NMSC, including BCC, SCC and pre-cancerous sun spots (actinic or solar keratosis), are strongly related to ultraviolet (UV) radiation. The predisposition related to skin colour and ability to tan cannot be changed. However, our behaviour towards sun exposure can always be improved and, ideally, since early childhood. Some protective advices are:

  • Seek shade and avoid outdoor activities in peak sun-hours (10am to 4pm), but especially around midday;

  • Wear sun-protective clothes, covering as much skin as possible;

  • Wear a wide brim hat, that protects head, face and ears;

  • Wear sunglasses with adequate UV protection (lens categories 2, 3 and 4 – according to Australian/NZ standards);

  • Apply a thick layer of broad spectrum sunscreen (protection against both UVA and UVB rays, SPF30+ or higher, preferably 50+ in Australia) – 20 minutes before going out, reapplying regularly (every 2 hours and after swimming);

  • Always remember: there is no “safe tan”!

 

 

What is the role of nicotinamide in the prevention of NMSC?

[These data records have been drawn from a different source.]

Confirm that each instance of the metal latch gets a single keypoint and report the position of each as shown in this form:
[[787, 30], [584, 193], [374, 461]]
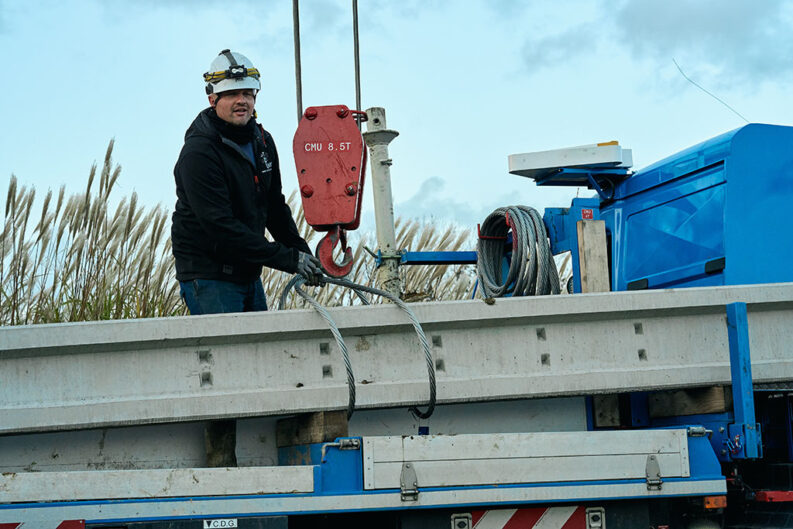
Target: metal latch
[[596, 518], [652, 470], [342, 444], [409, 483], [462, 520]]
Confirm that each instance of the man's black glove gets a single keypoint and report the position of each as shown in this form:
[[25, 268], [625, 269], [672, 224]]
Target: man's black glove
[[310, 268]]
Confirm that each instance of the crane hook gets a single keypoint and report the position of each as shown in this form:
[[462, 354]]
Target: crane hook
[[325, 249]]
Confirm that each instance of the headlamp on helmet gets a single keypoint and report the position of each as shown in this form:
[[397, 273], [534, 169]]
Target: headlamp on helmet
[[239, 74]]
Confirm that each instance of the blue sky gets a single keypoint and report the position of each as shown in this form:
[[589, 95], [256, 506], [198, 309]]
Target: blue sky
[[465, 83]]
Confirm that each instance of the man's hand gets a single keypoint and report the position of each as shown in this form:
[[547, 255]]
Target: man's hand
[[310, 268]]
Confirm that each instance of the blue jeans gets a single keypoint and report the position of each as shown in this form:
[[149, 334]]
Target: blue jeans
[[211, 296]]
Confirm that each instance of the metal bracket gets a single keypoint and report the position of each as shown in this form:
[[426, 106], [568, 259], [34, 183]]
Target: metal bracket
[[699, 431], [596, 518], [462, 521], [652, 470], [408, 483], [342, 444]]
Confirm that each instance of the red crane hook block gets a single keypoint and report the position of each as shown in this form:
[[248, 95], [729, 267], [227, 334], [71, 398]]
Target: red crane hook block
[[330, 158]]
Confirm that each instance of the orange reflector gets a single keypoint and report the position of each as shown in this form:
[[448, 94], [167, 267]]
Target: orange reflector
[[715, 502]]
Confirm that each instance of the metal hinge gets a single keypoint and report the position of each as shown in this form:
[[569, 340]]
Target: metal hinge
[[408, 483], [652, 470]]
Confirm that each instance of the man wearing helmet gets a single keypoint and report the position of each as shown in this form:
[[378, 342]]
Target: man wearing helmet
[[228, 188]]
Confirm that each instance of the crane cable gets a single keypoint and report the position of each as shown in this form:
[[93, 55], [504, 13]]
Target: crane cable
[[532, 270], [296, 283]]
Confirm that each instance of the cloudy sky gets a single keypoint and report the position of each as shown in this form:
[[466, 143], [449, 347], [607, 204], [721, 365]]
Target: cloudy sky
[[466, 83]]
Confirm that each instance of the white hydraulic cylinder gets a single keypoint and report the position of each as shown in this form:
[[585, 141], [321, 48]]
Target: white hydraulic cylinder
[[377, 138]]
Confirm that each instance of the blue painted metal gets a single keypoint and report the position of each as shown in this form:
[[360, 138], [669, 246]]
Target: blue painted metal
[[745, 433], [703, 216], [341, 476], [341, 471], [715, 422]]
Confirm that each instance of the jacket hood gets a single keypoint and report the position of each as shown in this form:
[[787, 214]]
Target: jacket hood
[[202, 126]]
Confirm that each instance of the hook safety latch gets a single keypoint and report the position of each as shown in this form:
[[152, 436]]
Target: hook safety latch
[[325, 253]]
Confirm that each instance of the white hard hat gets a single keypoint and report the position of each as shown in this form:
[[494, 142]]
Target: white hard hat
[[231, 71]]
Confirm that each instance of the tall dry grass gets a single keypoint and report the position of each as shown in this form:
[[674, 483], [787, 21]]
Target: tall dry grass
[[78, 257]]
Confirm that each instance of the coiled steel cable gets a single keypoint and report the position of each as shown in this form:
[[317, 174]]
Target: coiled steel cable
[[532, 270], [297, 281]]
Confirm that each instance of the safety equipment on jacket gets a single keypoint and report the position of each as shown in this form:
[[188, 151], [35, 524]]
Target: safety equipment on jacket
[[231, 71], [310, 268]]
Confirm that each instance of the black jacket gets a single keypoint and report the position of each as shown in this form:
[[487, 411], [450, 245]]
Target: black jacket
[[221, 210]]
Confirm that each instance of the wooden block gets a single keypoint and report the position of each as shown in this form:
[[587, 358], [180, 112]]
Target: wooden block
[[694, 401], [593, 256], [319, 427], [606, 410]]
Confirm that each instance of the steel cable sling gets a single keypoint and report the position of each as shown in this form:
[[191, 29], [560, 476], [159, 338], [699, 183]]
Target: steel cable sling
[[297, 281], [532, 270]]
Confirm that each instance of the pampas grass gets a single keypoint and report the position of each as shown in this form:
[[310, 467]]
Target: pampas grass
[[77, 260], [80, 258]]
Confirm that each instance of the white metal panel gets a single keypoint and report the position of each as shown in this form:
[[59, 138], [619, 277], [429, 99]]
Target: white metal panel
[[537, 164], [441, 461], [309, 504], [126, 484], [98, 374]]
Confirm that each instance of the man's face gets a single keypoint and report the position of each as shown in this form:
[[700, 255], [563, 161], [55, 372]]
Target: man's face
[[235, 107]]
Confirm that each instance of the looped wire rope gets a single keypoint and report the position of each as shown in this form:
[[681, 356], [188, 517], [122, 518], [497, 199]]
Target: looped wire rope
[[297, 281], [532, 270]]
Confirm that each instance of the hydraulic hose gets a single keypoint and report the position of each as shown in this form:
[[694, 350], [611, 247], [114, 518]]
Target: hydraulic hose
[[532, 270]]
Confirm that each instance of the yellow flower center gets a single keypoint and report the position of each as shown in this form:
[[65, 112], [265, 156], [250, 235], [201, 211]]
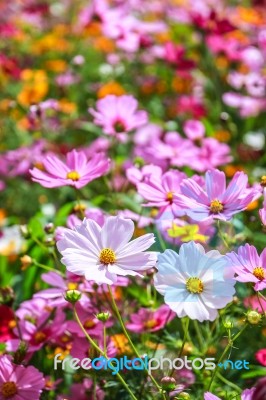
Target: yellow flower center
[[73, 175], [170, 196], [72, 286], [150, 323], [89, 324], [107, 256], [216, 206], [40, 337], [259, 273], [263, 181], [8, 389], [194, 285]]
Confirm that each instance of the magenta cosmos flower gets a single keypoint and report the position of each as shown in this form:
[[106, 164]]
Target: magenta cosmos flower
[[146, 320], [77, 171], [118, 114], [193, 283], [102, 253], [216, 201], [247, 394], [160, 191], [18, 382], [249, 266]]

A clinical trial conducted from 2012-2014 in Australia (ONTRAC Study) showed that taking vitamin B3 (nicotinamide) in high doses (500mg orally twice a day) can prevent NMSC (BCC and SCC). Individuals taking the nicotinamide tablets had 23% less skin cancers comparing to the ones taking placebo. The benefits were higher in participants that had multiple previous skin cancers.

It is a low-cost, safe and effective intervention that has been incorporated into standard recommendations in recent years, especially for people with a past history of multiple NMSC, but not yet available to the general population.

When prescribed nicotinamide by your doctor, beware not to use nicotinic acid tablets, which is another form of vitamin B3. This can cause headache, facial redness and low blood pressure. It is essential, also, to maintain your regular skin checks and general sun protection measures. 

 

Causes of melanoma and other skin cancers
  • Unprotected exposure to UV radiation remains the single most important lifestyle risk factor for melanoma and other skin cancers.

  • UVA and UVB radiation contribute to skin damage, premature ageing of the skin and skin cancer.

  • Melanoma and BCC are associated with the amount and pattern of sun exposure, with an intermittent pattern carrying the highest risk. UV exposure in adulthood as well as in childhood contributes to BCC and melanoma risk.

  • Premalignant actinic keratoses and SCC are associated with the total amount of sun exposure accumulated over a lifetime.

  • Other risk factors for NMSC can include exposure to some chemicals (e.g. arsenic); radiation therapy and psoralen (PUVA) treatment for psoriasis; immunosuppressive therapy; and some rare genetic conditions predisposing people to skin cancer.

 

Diagnostic tools
  • Dermoscopy uses a magnifying device that allows the visualisation of diagnostic features of skin lesions that are not seen with the naked eye. It increases diagnostic accuracy and reduces unnecessary excision of benign lesions.

  • Sequential digital dermoscopy imaging (SDDI) involves the assessment of successive dermoscopic images to allow the detection of suspicious dermoscopic change in melanomas that lack dermoscopic evidence of melanoma at a particular time.

  • Total body photography allows the detection of suspicious change and is useful in high-risk patients or patients with dysplastic naevus syndrome.

  • In vivo confocal microscopy allows non-invasive “optical biopsy” with the visualisation of the morphology and organisation of the cells in depth of the skin. It is useful for difficult diagnoses and margins (i.e. amelanotic melanoma, LM).